In addition to bank robbers–generally the dumbest criminals–Hailman describes scam artists, hit men, protected witnesses, colorful informants, corrupt officials, bad guys with funny nicknames, over-the-top investigators, and those defendants who had a certain roguish charm. Several of his defendants and victims have since had whole books written about them: Dickie Scruggs, Emmett Till, Chicago gang leader Jeff Fort, and Paddy Mitchell, leader of the most successful bank robbery gang of the twentieth century. But Hailman delivers the inside story no one else can. He also recounts his scary experiences after 9/11 when he prosecuted terrorism cases.

John Hailman was a federal prosecutor at the U.S. Attorney’s office in Oxford for thirty-three years, was an inaugural Overby Fellow in journalism, and is an adjunct professor of law at the University of Mississippi. He is the author of the critically acclaimed Thomas Jefferson on Wine from University Press of Mississippi.

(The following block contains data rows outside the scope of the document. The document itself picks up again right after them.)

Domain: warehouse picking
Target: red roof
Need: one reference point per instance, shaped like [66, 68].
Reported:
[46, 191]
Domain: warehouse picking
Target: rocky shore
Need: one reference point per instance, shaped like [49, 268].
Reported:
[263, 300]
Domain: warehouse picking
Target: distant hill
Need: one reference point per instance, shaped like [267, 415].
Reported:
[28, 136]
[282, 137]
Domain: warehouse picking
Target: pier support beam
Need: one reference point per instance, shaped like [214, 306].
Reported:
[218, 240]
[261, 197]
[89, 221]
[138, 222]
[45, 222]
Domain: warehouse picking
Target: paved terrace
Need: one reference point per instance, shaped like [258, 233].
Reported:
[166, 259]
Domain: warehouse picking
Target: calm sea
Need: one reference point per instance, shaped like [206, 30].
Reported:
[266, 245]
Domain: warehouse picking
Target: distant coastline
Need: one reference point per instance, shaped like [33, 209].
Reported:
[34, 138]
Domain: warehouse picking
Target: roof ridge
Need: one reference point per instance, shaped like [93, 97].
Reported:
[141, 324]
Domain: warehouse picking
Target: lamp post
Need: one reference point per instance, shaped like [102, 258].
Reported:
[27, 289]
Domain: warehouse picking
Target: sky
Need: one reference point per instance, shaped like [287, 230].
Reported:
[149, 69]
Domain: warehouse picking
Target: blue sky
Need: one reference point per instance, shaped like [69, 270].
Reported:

Here is the thirteenth installment of Midnight to Guntown by John Hailman: Another Aberdeen Soap Opera And A Pair of Girbaud Jeans11
One bank robbery case I vividly recall was that of a 19-year-old high school graduate named Frederick Franks.  His father was a successful, highly-paid executive at a local factory.  As the son of an affluent black family in rural Aberdeen, Franks was resented by his peers and sought to impress them.  Franks was a good athlete, but that was not enough.  He was educated, but as for many teenagers, that was more detriment than blessing. You had to hide your interest in ideas to fit in.  To be a big man in town, Franks decided to become a drug dealer since drug dealers had fine cars and plenty of money and women, while college graduates were something vague and far away and not quite real.  To set himself up in the drug business he needed money, but his father wouldn’t give him any unless he went to college.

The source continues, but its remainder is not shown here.